Barois, dans son cabinet, avec Portal.
PORTAL.—Vous y écrivez moins souvent.
BAROIS.—C'est vrai, mais je n'ai pas la fatuité de croire que ce soit la vraie cause... D'autant que le Semeur s'est renouvelé, et que nous avons maintenant quelques jeunes, de premier ordre.

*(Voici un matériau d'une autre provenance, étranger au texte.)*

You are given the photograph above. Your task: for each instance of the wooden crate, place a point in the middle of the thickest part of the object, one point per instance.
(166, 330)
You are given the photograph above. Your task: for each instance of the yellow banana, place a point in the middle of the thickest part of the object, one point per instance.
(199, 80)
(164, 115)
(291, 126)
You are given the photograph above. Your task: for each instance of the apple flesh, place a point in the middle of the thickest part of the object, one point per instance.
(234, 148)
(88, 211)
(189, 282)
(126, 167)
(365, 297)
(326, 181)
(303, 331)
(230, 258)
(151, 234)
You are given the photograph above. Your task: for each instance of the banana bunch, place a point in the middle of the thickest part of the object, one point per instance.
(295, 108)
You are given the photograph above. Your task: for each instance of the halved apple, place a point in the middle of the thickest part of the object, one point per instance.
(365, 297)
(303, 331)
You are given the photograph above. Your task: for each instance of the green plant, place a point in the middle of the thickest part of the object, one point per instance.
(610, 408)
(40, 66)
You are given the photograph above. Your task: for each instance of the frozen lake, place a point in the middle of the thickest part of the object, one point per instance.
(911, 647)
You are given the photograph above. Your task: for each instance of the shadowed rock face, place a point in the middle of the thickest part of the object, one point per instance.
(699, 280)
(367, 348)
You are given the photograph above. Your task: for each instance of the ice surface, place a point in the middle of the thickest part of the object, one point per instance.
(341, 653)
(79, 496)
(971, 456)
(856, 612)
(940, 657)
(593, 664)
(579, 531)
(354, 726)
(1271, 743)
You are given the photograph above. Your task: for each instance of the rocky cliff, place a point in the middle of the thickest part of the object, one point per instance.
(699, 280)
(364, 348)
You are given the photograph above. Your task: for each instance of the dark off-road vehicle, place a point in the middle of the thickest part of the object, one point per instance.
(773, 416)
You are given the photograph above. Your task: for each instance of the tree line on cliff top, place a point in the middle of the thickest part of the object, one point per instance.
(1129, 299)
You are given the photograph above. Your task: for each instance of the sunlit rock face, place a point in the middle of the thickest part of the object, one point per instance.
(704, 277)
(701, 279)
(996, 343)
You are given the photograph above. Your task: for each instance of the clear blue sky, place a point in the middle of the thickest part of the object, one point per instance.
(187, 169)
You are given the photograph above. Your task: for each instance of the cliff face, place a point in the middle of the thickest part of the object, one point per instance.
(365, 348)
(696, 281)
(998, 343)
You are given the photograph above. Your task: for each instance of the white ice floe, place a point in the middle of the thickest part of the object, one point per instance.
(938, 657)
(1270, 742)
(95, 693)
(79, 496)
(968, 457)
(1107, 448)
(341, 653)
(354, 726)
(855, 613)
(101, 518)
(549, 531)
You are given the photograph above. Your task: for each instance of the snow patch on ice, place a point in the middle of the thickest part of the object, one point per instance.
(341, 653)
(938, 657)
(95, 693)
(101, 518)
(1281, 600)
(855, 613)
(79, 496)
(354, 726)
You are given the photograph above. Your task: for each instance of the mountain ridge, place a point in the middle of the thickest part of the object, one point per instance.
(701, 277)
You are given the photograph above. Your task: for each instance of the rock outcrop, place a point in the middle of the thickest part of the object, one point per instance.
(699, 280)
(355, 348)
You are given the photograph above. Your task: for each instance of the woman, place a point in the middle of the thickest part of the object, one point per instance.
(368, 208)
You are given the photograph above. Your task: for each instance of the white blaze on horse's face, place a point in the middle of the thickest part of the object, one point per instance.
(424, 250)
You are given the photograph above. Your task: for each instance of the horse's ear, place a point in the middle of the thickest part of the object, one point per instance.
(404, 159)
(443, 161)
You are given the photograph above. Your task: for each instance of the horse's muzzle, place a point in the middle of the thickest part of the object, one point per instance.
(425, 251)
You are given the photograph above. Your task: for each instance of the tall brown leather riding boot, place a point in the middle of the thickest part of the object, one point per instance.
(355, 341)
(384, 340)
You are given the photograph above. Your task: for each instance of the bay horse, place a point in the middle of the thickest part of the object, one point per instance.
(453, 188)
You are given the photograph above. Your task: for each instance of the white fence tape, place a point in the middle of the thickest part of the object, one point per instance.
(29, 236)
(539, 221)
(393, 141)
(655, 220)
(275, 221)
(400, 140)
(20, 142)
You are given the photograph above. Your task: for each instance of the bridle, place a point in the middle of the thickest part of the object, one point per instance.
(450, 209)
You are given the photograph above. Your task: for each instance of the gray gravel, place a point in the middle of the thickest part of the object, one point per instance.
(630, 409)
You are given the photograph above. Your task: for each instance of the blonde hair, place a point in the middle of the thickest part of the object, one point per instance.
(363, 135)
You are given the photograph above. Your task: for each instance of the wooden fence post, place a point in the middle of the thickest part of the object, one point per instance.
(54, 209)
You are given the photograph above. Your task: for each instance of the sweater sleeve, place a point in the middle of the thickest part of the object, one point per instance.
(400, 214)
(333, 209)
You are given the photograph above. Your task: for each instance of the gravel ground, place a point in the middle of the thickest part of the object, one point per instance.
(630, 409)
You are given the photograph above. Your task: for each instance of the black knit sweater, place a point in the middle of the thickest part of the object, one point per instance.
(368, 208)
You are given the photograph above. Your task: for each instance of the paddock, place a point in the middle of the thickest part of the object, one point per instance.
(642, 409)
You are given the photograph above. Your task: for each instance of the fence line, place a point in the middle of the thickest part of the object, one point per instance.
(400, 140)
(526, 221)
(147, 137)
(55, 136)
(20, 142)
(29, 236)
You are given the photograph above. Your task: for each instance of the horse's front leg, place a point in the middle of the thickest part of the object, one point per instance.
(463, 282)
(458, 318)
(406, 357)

PORTAL.—Parbleu, vous avez contre vous, la réaction nouvelle. Dans tous les domaines, c'est le même recul.
Barois s'approche frileusement du brasier de coke, et s'assied dans la cheminée, les épaules basses, les coudes sur les genoux.
BAROIS.—La mode n'y est plus; ça tourne, c'est la loi de la vie. On n'a qu'un temps... (Il tend ses mains au foyer.) Moi-même, quand j'écris maintenant, je n'ai plus la spontanéité d'autrefois! J'y mets la même conviction, mais, comment dire, malgré moi, par le seul effet du temps qui s'est écoulé, cette sincérité est devenue quelque chose de tout fait, un outil, un procédé...
Pause.
PORTAL (enjoué).—Et votre enquête sur la jeunesse? Vous ne l'abandonnez pas, je pense?